Whether it’s navigating an infuriating city like Rome or perhaps staying at home during a COVID lockdown and trying to do your job and run a household. Either way, it’s easy to perform mundane tasks and not reflect on how complex the entire experience of human living actually is. Technology and our task mastery through repetition make us more or less experts in playing our own game; we pretty much take it all for granted….

Until a figurative wrench gets thrown in somewhere. Suddenly, we’ve found ourselves off the tracks. Maybe stuck in a ditch. Or trying to safely feel our way out of a global pandemic.

The internet memes created about EVER GIVEN are of course clever and amusing. To me they serve as a perfect timestamp to frame what we’re all going through. I think that my favorite image is a close-up of the ship with a label “2021” on it. On the left is the comparatively tiny excavator that is valiantly trying to dig the ship’s bulbous bow out from the northern bank. Over the excavator someone has written, “Me doing the best I can do”.  Someone else has created a Twitter account known as @SuezDiggerGuy. His profile description simply says: “Trying my best. No promises.”

I don’t need to give you a synopsis on How We’re All Doing here on March 25th, but I can tell you that I personally feel like humanity is the excavator, and we are trying to free ourselves from this mess we’ve been in for over a year. It’s sure not quick and easy to dig us out of this mess…and to think that all it took was some strong winds to blow that ship sideways and wreak havoc on the world’s economy….this is why I say the EVER GREEN is the metaphor of our current times. 

The ship is too heavy (and long) to pull free—so the Suez Canal Authority have the painstaking task of trying to get this ship free so that the rest of the traffic waiting both in the Med and in the Red Sea can get on with their business.
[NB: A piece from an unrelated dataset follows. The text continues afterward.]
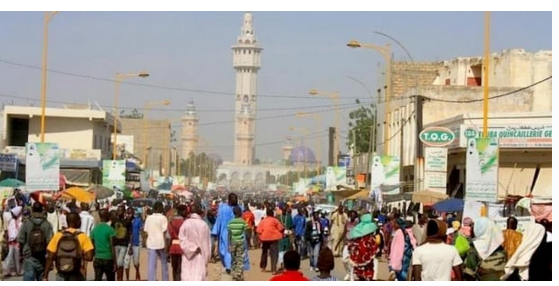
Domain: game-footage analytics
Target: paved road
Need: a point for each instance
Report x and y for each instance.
(216, 272)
The internet is funny but the situation really isn’t. It’s a strong reminder at what we take for granted, and how quickly life can go sideways. 

So like emerging from a pandemic, or to even think about resuming our pre-2020 activities without giving them a second though—all of this is still going to take some time. In the meantime, the stoppage will continue to come at a cost while the logjam persists. I’m going to keep returning to this news story—not only because it is salient to my profession—but also because I know it’s an important one just about all of us. Just like the pandemic brings us together—so do the funny memes—and so do the real consequences that come when the execution of our lives doesn’t quite go as planned.  

I’m gonna continue to keep doing the best that I can, and in the meantime watch to see if the media will eventually identify the real Suez Digger Guy. Like so many others whose regular day jobs suddenly saw them on the frontlines of a crappy 2020 and 2021, he’s a real hero in my book.